Fusione oro
Fusione oro
La prima fase consiste nella preparazione di circa 100 g d'oro 18 carati anche se in realtà il pezzo finale non avrà questo peso, poiché come accade nella maggior parte dei casi, è necessario più materiale di quello che poi conterrà il pezzo.
Con questo metallo si inizia a costruire il bracciale a schiava che dovrà supportare i vari elementi decorativi, oltre alla chiusura e alla cerniera. È noto che l'oro 18 carati è composto da 750 millesimi di oro puro e da 250 millesimi di lega.

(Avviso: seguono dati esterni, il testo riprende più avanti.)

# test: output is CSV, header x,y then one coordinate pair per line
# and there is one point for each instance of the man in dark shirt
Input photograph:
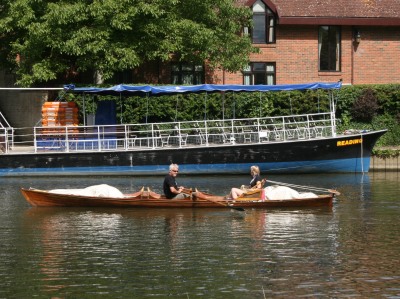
x,y
170,187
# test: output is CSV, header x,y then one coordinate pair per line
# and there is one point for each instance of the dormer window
x,y
263,31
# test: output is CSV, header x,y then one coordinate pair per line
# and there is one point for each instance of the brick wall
x,y
375,60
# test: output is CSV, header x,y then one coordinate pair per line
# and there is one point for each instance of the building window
x,y
263,31
259,73
329,48
190,74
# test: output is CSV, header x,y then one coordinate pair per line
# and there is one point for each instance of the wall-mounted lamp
x,y
357,36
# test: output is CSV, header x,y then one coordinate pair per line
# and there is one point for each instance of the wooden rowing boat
x,y
150,199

Pertanto, i 100 grammi di oro legato necessari saranno composti da 75 g di oro puro 24 carati e da 25 g di lega costituita per metà da rame e per metà da argento (ossia 12,5 g d'argento e 12,5 di rame).
Prima di tutto si preparano 100 g d'oro 18 carati. La lega deve contenere 750 millesimi d'oro puro e 250 di lega costituita per metà da rame e per metà da argento.

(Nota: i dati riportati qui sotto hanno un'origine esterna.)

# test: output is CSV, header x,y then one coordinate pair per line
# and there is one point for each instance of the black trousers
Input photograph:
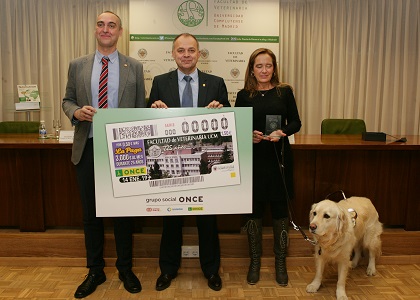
x,y
94,227
171,242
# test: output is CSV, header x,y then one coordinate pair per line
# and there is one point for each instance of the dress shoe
x,y
164,281
89,285
131,282
215,282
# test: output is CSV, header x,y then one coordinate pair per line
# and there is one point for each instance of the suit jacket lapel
x,y
173,86
202,89
124,71
87,71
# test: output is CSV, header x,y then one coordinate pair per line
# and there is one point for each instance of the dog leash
x,y
289,207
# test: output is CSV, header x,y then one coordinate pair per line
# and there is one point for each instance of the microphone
x,y
381,137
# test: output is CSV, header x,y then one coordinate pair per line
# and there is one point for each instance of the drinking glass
x,y
57,127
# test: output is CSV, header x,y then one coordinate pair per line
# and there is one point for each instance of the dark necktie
x,y
187,94
103,84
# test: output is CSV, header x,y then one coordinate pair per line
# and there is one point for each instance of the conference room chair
x,y
19,127
343,126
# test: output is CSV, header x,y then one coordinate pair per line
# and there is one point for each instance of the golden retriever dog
x,y
340,230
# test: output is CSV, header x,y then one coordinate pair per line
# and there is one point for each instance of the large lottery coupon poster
x,y
175,161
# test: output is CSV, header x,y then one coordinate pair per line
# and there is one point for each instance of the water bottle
x,y
42,130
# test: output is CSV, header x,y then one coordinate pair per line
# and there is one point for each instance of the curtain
x,y
353,59
38,40
344,58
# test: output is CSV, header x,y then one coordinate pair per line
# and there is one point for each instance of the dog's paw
x,y
312,288
371,271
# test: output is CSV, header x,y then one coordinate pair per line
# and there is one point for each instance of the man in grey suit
x,y
188,87
104,79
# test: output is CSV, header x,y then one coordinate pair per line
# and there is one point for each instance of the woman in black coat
x,y
275,117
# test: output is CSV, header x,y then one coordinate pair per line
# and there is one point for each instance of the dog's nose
x,y
312,227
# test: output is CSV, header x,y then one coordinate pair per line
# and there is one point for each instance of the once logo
x,y
190,13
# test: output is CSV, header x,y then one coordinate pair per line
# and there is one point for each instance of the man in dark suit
x,y
104,79
170,90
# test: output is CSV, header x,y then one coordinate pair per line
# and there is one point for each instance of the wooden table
x,y
38,183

Se si desidera variare il colore e la durezza del metallo, è possibile modificare la composizione della lega, mantenendo sempre però i 750 g d'oro.
Il metallo va fuso in un crogiolo precedentemente preparato fondendo uno strato di fondente dei metalli in modo da chiudere i pori del materiale refrattario. Prima si fonde l'oro puro, dopodiché si aggiunge la lega e ancora un po' di fondente mediante il quale è possibile migliorare e accelerare la fusione.

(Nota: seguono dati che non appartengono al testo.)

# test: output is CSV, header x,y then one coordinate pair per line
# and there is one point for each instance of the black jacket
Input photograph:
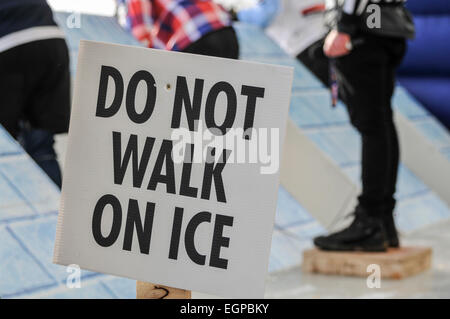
x,y
17,15
381,17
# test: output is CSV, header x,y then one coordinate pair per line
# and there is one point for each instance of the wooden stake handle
x,y
145,290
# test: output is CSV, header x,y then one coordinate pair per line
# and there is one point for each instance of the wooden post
x,y
396,263
145,290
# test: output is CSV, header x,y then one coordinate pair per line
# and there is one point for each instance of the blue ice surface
x,y
38,236
121,287
19,271
12,203
420,211
284,252
435,132
313,109
33,184
29,200
89,290
289,211
324,143
253,41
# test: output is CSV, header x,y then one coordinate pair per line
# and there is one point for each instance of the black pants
x,y
366,80
35,98
316,61
222,43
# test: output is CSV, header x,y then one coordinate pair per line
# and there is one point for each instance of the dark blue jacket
x,y
17,15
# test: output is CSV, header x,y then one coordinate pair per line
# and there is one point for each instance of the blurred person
x,y
366,79
34,79
191,26
297,26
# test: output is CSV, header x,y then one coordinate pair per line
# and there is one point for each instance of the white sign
x,y
171,173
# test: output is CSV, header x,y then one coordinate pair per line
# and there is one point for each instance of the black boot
x,y
365,233
391,230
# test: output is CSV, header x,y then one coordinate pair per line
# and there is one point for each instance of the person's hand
x,y
337,44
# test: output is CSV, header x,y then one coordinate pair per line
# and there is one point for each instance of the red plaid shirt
x,y
173,24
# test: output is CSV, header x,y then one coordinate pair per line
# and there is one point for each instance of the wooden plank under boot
x,y
145,290
396,263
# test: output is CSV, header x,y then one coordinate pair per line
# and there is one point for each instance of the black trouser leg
x,y
316,61
222,43
366,84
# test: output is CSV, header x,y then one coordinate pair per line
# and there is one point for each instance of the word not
x,y
192,106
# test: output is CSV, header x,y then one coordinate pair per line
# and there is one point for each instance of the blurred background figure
x,y
297,26
192,26
34,79
365,59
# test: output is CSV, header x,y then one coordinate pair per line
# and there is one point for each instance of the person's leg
x,y
222,43
363,87
39,145
12,91
362,84
397,48
316,61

Una volta fuso il metallo va colato con attenzione e rapidità in una lingottiera. Una parte di esso viene fusa per essere laminata sotto forma di lastra per la realizzazione della chiusura e dei diversi tubi che costituiranno la cerniera.
Innanzitutto si fondono nella struttura un paio di lingotti per il filo, con i quali si realizzano i profili esterni del filo rettangolare. Non va dimenticato che il metallo, una volta fuso va decapato nell'acido, sciacquato in acqua e fatto asciugare prima di procedere allo stiramento nei laminatoi.